The Appellant, the Southern Pacific Company, a Kentucky corporation, handles intrastate, interstate and foreign commerce over its railroad system which traverses a number of states and connects with the lines of carriers covering the continent. The findings and stipulation of facts show continual extrastate purchases of tangible personalty for the operation of the road; rails, equipment machinery, tools and office supplies. Some of the purchases are used in the general offices of the Corporation, located in California, for the supervision of the wide-flung activities; others are for material kept in readiness as a stand-by supply to replace or repair equipment damaged, destroyed or worn out in the operation of the road; and still others are to make improvements, replacements or extensions pursuant to previously determined plans and specifications. Few, if any, of the supplies are stored for long term needs. Storage is merely incidental to protection until use, as office supplies in a closet or an extra frog at a section tool house. For construction or reconstruction upon a large scale, special orders are given and arrangements made, so that the material is fabricated for a particular use in the transportation facilities, shipped to its California destination and installed upon arrival. To avoid delay and cost the movement from loading to final placement is as nearly continuous as managerial efficiency can contrive. While some articles are capable of general use, the major purchases of rails, repair parts and supplies for the maintenance and operation of the system are adapted only to railroad use. The purchases are paid for out of railroad operating capital and move on company material waybills, without transportation charge. All purchases may be said to be dedicated to consumption in the interstate transportation business of appellant. No new rolling stock is involved. Subsequent to repairing and reconditioning, rolling stock moves again in interstate transportation, as do cars after being stocked with supplies. The California tax on storage or use, it is said, cannot apply to these articles, as such a tax would be an unconstitutional burden upon the facilities of interstate commerce, of which the articles are a part.

In holding that the rails, equipment, machinery and tools were subject to California's use tax, the Court at 306 U.S. 176, 59 S.Ct. 393, 83 L.Ed. 593 stated:

In the present case some of the articles were ordered out of the state under specification suitable only for utilization in the transportation facilities and installed immediately on arrival at the California destination. If articles so handled are deemed to have reached the end of their interstate transit upon "use or storage", no further inquiry is necessary as to the rest of the articles which are subjected to a retention, by comparison, farther removed from interstate commerce. We think there was a taxable moment when the former had reached the end of their interstate transportation and had not begun to be consumed in interstate operation. At that moment, the tax on storage and use — retention and exercise of a right of ownership, respectively — was effective. The interstate movement was complete. The interstate consumption had not begun.

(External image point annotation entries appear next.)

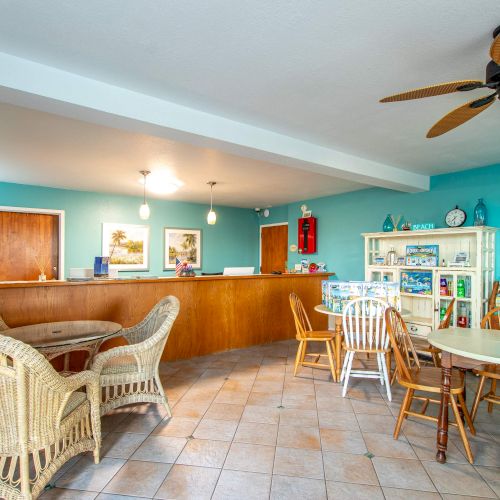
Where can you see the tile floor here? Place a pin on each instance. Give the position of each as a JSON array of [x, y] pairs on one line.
[[244, 428]]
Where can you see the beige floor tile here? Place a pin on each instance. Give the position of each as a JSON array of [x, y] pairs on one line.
[[190, 409], [349, 468], [250, 458], [339, 421], [121, 444], [384, 445], [382, 424], [138, 479], [160, 449], [272, 399], [298, 462], [232, 484], [89, 476], [492, 476], [185, 482], [177, 427], [425, 449], [306, 418], [204, 453], [260, 414], [232, 397], [295, 488], [398, 494], [256, 433], [459, 479], [406, 474], [221, 430], [299, 437], [342, 441], [299, 401], [371, 408], [61, 494], [351, 491], [224, 411]]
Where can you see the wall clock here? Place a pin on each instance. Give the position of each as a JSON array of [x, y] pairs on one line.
[[455, 217]]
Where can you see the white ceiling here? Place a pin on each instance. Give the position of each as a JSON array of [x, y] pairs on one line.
[[310, 69], [45, 149]]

The roadway machinery and materials not exempt had a "taxable moment" in Kentucky. It will be noted that approximately thirty-five percent (35%) of the total was taxed in Kentucky, and in the absence of records no counter formula for taxation was offered by the Appellant.

If the findings of a state administrative agency are supported by substantial evidence it should not be disturbed.

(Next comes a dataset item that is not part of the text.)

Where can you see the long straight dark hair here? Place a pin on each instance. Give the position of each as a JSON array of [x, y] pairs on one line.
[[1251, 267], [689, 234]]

We have examined the record in this case, and have determined that the assessment levied is not a burden on interstate commerce and does not violate KRS 139.480(1).

The judgment is affirmed.

All concur.


Summaries of

Louisville N. R. Co. v. Dept. of Revenue

Court of Appeals of Kentucky
May 13, 1977
551 S.W.2d 259 (Ky. Ct. App. 1977)
Case details for

Louisville N. R. Co. v. Dept. of Revenue

Case Details

Full title:LOUISVILLE AND NASHVILLE RAILROAD COMPANY, Appellant, v. DEPARTMENT OF…

Court:Court of Appeals of Kentucky

Date published: May 13, 1977

Citations

551 S.W.2d 259 (Ky. Ct. App. 1977)

Citing Cases

Paducah Marine Ways, Inc. v. Revenue Cabinet Commonwealth

This exemption for railroads has been judicially determined to be limited to those items which became a…

CSX Transp., Inc. v. Fin. & Admin. Cabinet

"All words and phrases in a statute shall be construed according to the common and approved usage of language…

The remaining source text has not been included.